Bundesagrarminister Horst Seehofer, derzeitiger Vorsitzender des Ministerrats, lobte den Kompromiss als "Quantensprung". Das Vorhaben ist allerdings umstritten. Die Vorgaben für das neue Siegel lassen nämlich auch Spuren gentechnisch veränderter Organismen in Lebensmitteln ausdrücklich zu. Agrarpolitiker und Verbraucherschützer hatten deshalb vor einer Verwässerung der Qualitätsstandards und einer Verunsicherung der Verbraucher gewarnt. Auch Bundestag und Bundesrat hatten Bedenken geäußert.
0,9 Prozent Gen-Anteil sind erlaubt
Zwar darf mit den neuen EU-Vorschriften auch künftig etwa kein Gen-Getreide ins Biomüsli. Eine "Verunreinigung", etwa durch Pollenflug von Feldern mit genmanipulierten Pflanzen, muss aber bis zu einer Höhe von 0,9 Prozent nicht auf der Verpackung gekennzeichnet werden. Das Europaparlament konnte sich mit der Forderung nach einem niedrigeren Schwellenwert von 0,1 Prozent nicht durchsetzen. Die EU-Regierungen lehnten dies ab, weil sie erhebliche Mehrkosten für die Öko-Industrie befürchteten.
Die Befürworter des neuen Siegels argumentieren, es ändere sich nichts an der geltenden EU-Rechtslage. So müssen seit 2004 Gen-Spuren auf Lebensmitteln bis zur Schwelle von 0,9 Prozent nicht gekennzeichnet werden - das gilt für konventionelle wie für Biolebensmittel.
Durch die neue Regelung ändert sich nach Ansicht der verbraucherpolitischen Sprecherin der Grünen-Fraktion, Ulrike Höfken, jedoch noch mehr. Die bisherigen EU-Öko-Standards verschlechterten sich deutlich, da die "klaren Verbotsvorschriften beim Einsatz chemisch-synthetischer Pestizide" aufgehoben würden. Zudem gebe es auch Änderungen bei den Kontrollen von Importwaren.

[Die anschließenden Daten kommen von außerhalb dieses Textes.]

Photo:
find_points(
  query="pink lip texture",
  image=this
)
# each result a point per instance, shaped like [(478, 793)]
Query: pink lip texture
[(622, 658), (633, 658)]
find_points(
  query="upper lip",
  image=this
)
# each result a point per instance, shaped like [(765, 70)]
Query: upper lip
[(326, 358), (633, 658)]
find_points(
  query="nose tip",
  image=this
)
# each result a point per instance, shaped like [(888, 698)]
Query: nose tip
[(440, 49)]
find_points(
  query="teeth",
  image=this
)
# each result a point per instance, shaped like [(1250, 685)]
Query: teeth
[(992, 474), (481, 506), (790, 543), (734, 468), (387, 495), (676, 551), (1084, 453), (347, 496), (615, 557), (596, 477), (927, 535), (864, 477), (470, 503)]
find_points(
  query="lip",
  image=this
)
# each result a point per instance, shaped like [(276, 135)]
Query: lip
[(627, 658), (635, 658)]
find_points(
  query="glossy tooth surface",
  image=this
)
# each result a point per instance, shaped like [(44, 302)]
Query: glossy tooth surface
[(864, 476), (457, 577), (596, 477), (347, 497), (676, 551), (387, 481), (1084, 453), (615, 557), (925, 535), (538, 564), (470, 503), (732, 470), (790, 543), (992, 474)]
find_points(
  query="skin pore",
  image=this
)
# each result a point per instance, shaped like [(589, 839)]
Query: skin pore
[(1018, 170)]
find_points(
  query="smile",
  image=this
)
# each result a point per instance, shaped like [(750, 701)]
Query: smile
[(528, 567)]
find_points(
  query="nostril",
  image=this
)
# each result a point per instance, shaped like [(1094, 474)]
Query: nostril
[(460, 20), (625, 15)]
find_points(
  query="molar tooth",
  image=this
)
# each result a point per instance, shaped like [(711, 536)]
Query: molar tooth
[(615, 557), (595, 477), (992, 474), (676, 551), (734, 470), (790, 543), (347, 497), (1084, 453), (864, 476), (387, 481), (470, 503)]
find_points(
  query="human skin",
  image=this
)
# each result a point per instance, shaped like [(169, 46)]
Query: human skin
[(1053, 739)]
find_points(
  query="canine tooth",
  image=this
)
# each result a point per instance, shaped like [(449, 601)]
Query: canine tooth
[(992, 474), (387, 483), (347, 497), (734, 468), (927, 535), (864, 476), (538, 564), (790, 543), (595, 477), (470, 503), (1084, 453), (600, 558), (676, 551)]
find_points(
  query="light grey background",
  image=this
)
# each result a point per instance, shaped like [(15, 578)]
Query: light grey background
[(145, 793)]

Was geschieht mit den alten Siegeln?
Bislang bestehende staatliche und private Bio-Siegel können auch mit Einführung des neuen EU-Siegels 2009 weiterverwendet werden - sofern sie die Mindestvorschriften der EU-Öko-Verordnung erfüllen. Kritiker fürchten allerdings, dass beispielsweise das bekannte deutsche sechseckige Logo vom Markt verdrängt wird. Bestehende Branchenzeichen von Ökolandbau-Verbänden wie Naturland oder Demeter werden um das EU-Logo ergänzt.